Brushed copper, shiny-finish copper, makes absolutely no difference. They both look the same when you polish them. (Polishing copper / stainless steel removes a very small layer of he material, therefore any brushing is made by you with your polish strokes!) :) These are brushed copper pans, and they look FANTASTIC when you polish them.
They kick ass, Calphalon pans with a copper exterior, aluminum core, and stainless steel inside. The polish from Calphalon does both stainless steel and copper. Absolutely marvelous. Not difficult to keep beautiful at *all*, I just ran out of the tiny amont of calphalon polish that came with the pans. It claims to be gentle enough to use every time you cook with them, which would keep them shiny and beautiful in an extremely easy way.
Dude, where do you even pick up so many different pieces of information? Also, have you ever given thought to working in a restaurant?
Well, I guess I could go cook some shawarma by the fire in a cool 5900 degree celsius kitchen at a falafel shop. Cooking is totally a hobby and a means to eat food that isn't disgusting! :D
I've collected the information I know about Dubai (and Japan) through observation. :)
Susan does that run often, but I think it's a bit hard to find a cast iron skillet in manhattan without losing your mind.
I think the new Ace Hardware in Festival City may have one. :)
Order it from Amazon, delivered to your hotel.
Mmm, festival city. I must explore, and also get in with the W people. I guess that's another reason to go via Doha, since they're putting one there too.
Gah, I guess this means I need to wear a suit, or at least shirt/tie, and bring some non-combat boots. Sigh.
The only "good pots" I've ever had were all-clad, which aren't even that good. Or cast-iron.
Do you have opinions on types of ranges? It looks like you have induction. My favorite to date was the big Vulcan 6-burner gas we had at university. Otherwise it's been crappy gas, or the coil resistance electric type.
Gas. Gas. Gas. I have to dick around with those electric ranges SO much while cooking. Everyone in Japan has gas. I'm not aware there are 'bad' gas burners, the ones we had were always good. But I mean, I can still cook on electric. It isn't so bad. But gas.
Not much difference between coil and solid induction if you've got a pan with a thick bottom. By the way, we have a couple pretty damned good stainless steel pans with very thick bottoms I found for a steal at Carrefour. The awesome pots were wedding presents, if we had to buy them all ourselves I'd just go for thick-bottomed stainless.

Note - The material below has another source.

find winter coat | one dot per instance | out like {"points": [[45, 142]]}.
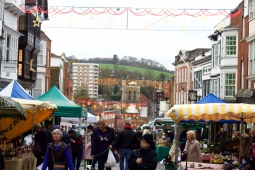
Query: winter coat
{"points": [[245, 145], [149, 160], [95, 140], [194, 153], [126, 139], [87, 154]]}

The 'finishing' on the copper of your pot doens't make a lick of difference. You need to use a polisher, which is actually an abrasive that removes a very thin layer of the pot. The same method is used for cleaning stainless steel. Fingerprints are NOT an issue, nor is the type of 'brushing' the pots came with. The use of the abrasive provides a new 'brushed' finish every time you 'polish' it. It's a little like soft scrub, only more abrasive. It's why stainless steel and copper rule so much, you can remove very small layers of them with a good polisher for years without harming the pan.
There are these camping gas burners that burn REALLY fucking hot. Alton Brown on Good Eats uses one of those for wok cooking. He rules. :)
I lived in ghetto places where we needed to start the gas with a match/aimflame. (I bought myself an aimflame at the px recently just because they're fun to play with)
Also, where we ran on propane, and thus were not as hot as they should be; had to open up the jets, and recalibrate the oven, etc.
Weird. Japan has absolutely no naturally occurring natural gas, so they ship it in by boat and EVERY home has a connection. They have those little range things that are two gas burners and a fish broiler.I'm out of similies and metahpors, so we'll say they burned hot as fuck. The use the same connection as those awesome little gas room heaters, and both of those go 'tick tick tick' before they flame up. :) Nothing to calibrate, just hot goodness. Oh and the bathtub and kitchen water heaters were both small units with little columns of flamelets that flash heated the water.
And that is the most primitive technology japan owns. Ask me sometime about the bathtub I had in Sannomiya.
Japan presumably uses LNG, not LPG or Propane. LNG has the same energy content as "natural gas", it just has a crazy-huge minimum scale to be economic (i.e. the liquification processing plants are like chip fab money, $1b+)
I think this is the main export of Qatar now (and Bahrain, too)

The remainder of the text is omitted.